Some of us remember where we were when John F.
Kennedy was shot or World War II ended; I remember where I was when I first
read Bill James. I was having coffee and a scone and passing the time of day at
my local secondhand bookshop when the owner said, "Hey, you might like
this" and handed me Roses, Roses, tenth novel in James' Harpur & Iles
series.
Two pages in, I was Siddhartha
Gautama under the Bodhi tree. I was Hugh Hefner at that magical moment when his
mother said, "Hugh! Stop studying so much. Go find a nice girl." I
read a third of the book, brushed the crumbs from my upper lip, and said:
"I'll take it."
What makes Bill James so much fun to
read? Here is part of what James told me in an interview: “I tend to get bored reading books where the dialogue is very
sequential and reasonable.”
The same goes with James’ narration. Here is a snippet from I Am Gold, Book 27 in the series:
"Harpur thought the greeting, regreeting, fizzled
with emptiness and formula. Naturally it did. It came from the manual — Besieging
for Dummies, or something like. And, just as naturally, this boy, this boy
`John' in there could recognize smooth-textured bullshit. Very likely these
calls would contain nothing but. In fact, perhaps ultimately there'd be so much
he would get disorientated by it, half smothered by it, gently and mercilessly
chinwagged into collapse and surrender by it.

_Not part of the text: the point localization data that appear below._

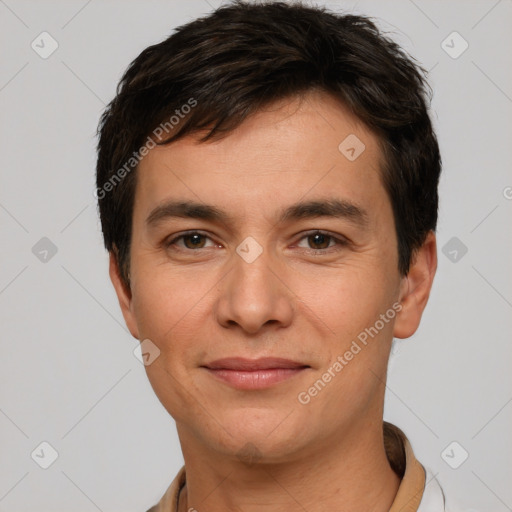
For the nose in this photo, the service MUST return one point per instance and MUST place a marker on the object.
(254, 297)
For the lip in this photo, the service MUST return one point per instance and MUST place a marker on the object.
(248, 374)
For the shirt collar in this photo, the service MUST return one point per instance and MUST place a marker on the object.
(401, 458)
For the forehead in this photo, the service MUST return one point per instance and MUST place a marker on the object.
(311, 147)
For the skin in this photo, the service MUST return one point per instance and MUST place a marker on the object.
(294, 301)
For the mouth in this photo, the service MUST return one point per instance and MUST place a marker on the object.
(249, 374)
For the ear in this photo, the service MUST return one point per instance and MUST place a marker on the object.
(415, 288)
(124, 295)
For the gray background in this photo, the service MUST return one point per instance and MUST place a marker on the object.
(68, 372)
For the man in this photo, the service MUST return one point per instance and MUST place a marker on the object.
(267, 183)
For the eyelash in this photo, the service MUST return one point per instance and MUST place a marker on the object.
(340, 241)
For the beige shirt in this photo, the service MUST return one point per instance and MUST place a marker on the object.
(401, 458)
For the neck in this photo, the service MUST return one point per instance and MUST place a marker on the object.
(350, 472)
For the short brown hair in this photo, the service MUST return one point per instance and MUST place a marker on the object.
(242, 57)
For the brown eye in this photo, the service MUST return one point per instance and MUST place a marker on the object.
(319, 241)
(194, 241)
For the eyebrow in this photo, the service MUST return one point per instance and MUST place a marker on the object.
(336, 208)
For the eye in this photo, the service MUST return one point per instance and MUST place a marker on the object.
(190, 241)
(319, 241)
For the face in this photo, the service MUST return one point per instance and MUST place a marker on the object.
(258, 262)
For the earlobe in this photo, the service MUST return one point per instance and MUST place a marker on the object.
(124, 295)
(415, 288)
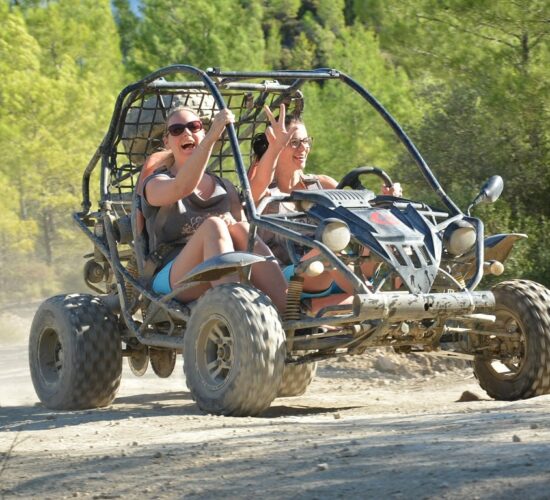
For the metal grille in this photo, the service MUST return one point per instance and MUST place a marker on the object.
(140, 129)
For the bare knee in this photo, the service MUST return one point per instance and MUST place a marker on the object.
(215, 226)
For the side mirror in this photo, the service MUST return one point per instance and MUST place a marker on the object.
(489, 192)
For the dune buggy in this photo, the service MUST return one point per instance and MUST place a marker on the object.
(238, 353)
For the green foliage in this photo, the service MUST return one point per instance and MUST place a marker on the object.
(64, 69)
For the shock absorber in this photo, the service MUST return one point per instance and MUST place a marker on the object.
(295, 286)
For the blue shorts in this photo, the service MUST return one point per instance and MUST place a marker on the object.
(161, 283)
(288, 271)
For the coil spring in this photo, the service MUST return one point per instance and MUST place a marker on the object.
(295, 287)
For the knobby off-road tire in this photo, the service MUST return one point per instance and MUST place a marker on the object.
(522, 306)
(296, 379)
(75, 353)
(234, 351)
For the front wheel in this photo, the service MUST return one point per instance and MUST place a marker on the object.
(517, 366)
(234, 351)
(75, 353)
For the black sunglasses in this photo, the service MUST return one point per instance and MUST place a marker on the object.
(178, 128)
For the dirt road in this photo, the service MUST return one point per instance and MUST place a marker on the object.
(372, 427)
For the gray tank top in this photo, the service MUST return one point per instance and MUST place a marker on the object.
(275, 242)
(173, 225)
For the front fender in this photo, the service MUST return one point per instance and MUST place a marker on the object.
(219, 266)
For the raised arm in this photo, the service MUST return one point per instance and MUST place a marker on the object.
(262, 172)
(163, 190)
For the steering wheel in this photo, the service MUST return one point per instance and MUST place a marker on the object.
(351, 179)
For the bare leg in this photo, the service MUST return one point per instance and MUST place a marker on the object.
(266, 276)
(324, 280)
(211, 238)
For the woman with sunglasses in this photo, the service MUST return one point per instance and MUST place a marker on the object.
(281, 156)
(192, 215)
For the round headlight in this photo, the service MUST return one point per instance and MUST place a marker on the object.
(335, 234)
(459, 237)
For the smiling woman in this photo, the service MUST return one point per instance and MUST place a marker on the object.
(192, 215)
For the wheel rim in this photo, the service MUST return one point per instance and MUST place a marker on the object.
(511, 366)
(215, 352)
(50, 356)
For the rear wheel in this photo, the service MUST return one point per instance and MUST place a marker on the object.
(517, 366)
(234, 351)
(75, 353)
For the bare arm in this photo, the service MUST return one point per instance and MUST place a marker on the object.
(261, 174)
(162, 191)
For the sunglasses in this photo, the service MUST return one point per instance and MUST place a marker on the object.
(306, 142)
(178, 128)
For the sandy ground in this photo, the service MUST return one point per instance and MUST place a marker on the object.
(378, 426)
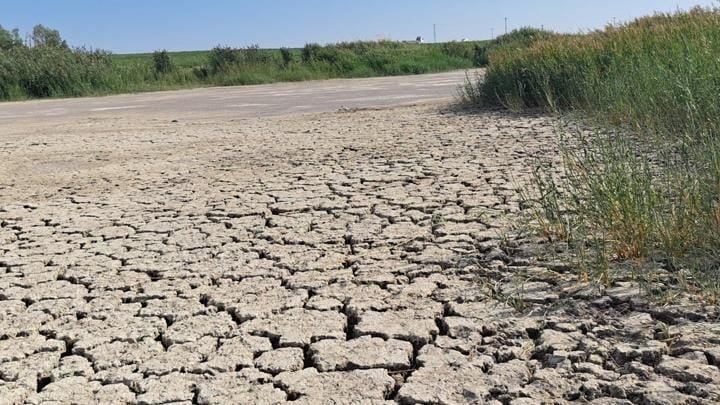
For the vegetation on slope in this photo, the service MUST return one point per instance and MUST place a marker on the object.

But, maybe he recognized this
hazard and left the phone dead for spells while he got his breath back."
That’s not a take on hostage
negotiations one is likely to find in most crime novels.
What makes the series great, other than James’ ability to make
routine passages deliciously funny? Its delicious looks at the upward
aspirations of its gangsters. Its funny, touching takes on family life. It’s
teaming of the vain, violent, ungovernable ACC Desmond Iles and his partner, DCI
Colin Harpur, who sometimes deflects and sometimes slyly returns Iles' insults,
yet who is capable of betrayals of his own. Its "brilliant combination of
almost Jacobean savagery and sexual betrayal with a tart comedy of contemporary
manners," according to John Harvey, who ought to know a thing or two about
crime fiction. And the gorgeous prose:
"If you knew how to look, a couple of deaths from
the past showed now and then in Iles' face."
That's from In Good Hands, and it's haunting and
beautiful. James can also be laugh-out-loud funny while remaining just as
haunting, as in, the opening of The Detective is Dead:
"When someone as grand and profitable as Oliphant
Kenward Knapp was suddenly taken out of the business scene, you had to expect a
bloody big rush to grab his domain, bloody big meaning not just bloody big, but
big and very bloody. Harpur was looking at what had probably been a couple of
really inspired enthusiasts in the takeover rush. Both were on their backs.
Both, admittedly, showed only minor blood loss, narrowly confined to the heart
area. Both were eyes wide, mouth wide and for ever gone from the
stampede."
The series hits its stride around its seventh book and becomes a
kind of grand and cracked portrait of Britain's shifting urban and social
landscape at the end of the twentieth century, of the murky boundaries between
police and criminals, of suburban social climbers who happen to be killers and
drug dealers, of the strange ways people build families in changing times. The
books are violent, dark, and often very funny. And their author just may be the
best prose stylist who has ever written crime fiction in English.